Spotting AI-generated media has turned into a guessing game, and the clues people relied on are mostly gone. Mangled hands, warped text and glassy-eyed faces have largely disappeared as image and video models have improved. Google is now offering a more systematic answer. SynthID Detector, its tool for checking whether a file carries an invisible AI watermark, is open to the public at synthid.com, after a long stretch where access was limited to journalists.
The idea behind SynthID has been around since Google DeepMind introduced it in 2023. Instead of slapping a visible label on generated content, the system embeds an imperceptible signal inside the image, video or audio itself. That signal is meant to survive the cropping, compression and screenshotting that would strip ordinary metadata. Google could already read these markers inside Circle to Search and the Gemini app, along with C2PA content credentials, but those features kept detection inside Google’s own products. The standalone website brings it to anyone with a browser.
Coverage is broader than the name suggests. Besides Google’s own models, the detector recognises watermarked output from OpenAI, NVIDIA and Kakao. Support for images created or edited with Apple Intelligence tools such as Image Playground is coming soon. ElevenLabs has also committed to adopting SynthID in its synthetic audio, which matters given how convincing voice cloning has become. Checks are free, but you’ll need to sign in with a Google, OpenAI or Apple account first.
The limitation is built into the approach. A watermark detector can only find watermarks that are there. Content from models that don’t use SynthID, open-source generators running on someone’s own machine, or files where the marker has been deliberately stripped will all pass as clean. A negative result proves nothing, and anyone treating this as a universal lie detector will be misled.
The tool is also vague about what it actually finds. It doesn’t separate a fully synthetic image from a real photo that had a background tweaked by AI, and it doesn’t point out which parts of a file were altered. For fact-checkers, that difference is often the entire story.

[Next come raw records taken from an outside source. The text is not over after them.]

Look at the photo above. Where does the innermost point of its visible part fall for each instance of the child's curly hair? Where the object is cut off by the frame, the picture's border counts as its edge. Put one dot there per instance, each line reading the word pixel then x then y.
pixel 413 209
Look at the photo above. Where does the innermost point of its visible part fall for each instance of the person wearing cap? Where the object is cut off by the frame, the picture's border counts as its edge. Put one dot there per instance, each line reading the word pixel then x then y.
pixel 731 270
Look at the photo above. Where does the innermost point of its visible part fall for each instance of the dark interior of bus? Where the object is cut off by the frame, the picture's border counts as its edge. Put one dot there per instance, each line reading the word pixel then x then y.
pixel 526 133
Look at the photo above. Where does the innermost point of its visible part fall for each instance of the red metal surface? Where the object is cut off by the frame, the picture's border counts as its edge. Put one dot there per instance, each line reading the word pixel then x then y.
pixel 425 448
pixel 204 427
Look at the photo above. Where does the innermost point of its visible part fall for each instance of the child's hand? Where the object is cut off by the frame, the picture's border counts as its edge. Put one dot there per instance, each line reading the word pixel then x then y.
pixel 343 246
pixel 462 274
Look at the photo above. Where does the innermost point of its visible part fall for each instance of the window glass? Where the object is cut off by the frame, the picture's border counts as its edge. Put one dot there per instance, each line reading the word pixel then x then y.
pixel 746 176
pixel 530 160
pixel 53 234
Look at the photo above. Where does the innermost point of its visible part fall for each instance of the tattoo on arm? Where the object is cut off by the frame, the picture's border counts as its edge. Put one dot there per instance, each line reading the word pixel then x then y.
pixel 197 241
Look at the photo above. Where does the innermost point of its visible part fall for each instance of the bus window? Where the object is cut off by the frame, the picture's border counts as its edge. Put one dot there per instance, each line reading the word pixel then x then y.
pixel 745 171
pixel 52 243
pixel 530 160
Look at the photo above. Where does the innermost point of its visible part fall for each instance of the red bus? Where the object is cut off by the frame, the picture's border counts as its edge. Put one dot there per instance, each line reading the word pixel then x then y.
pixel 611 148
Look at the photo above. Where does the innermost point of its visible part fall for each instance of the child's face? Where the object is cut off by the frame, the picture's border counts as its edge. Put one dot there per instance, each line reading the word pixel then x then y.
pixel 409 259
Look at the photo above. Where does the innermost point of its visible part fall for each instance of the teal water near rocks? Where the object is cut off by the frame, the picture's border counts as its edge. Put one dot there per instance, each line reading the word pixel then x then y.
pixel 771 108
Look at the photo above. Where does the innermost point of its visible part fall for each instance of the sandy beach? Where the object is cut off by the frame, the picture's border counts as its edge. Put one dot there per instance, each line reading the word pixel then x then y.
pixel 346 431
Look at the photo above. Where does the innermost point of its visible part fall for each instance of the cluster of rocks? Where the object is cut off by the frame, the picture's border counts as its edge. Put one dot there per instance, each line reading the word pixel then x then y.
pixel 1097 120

Meta’s own experimental checker shows how fragmented the field still is. It identifies images from Meta’s latest Muse Image models but can’t read output from rivals or even from Meta’s older models. Verifying a suspicious clip could easily mean running it through several tools from competing companies.
Google deserves credit for opening the doors and bringing rivals into its scheme. Still, real progress depends less on any single detector and more on whether the industry settles on one watermarking standard before synthetic media outruns everyone’s ability to check it.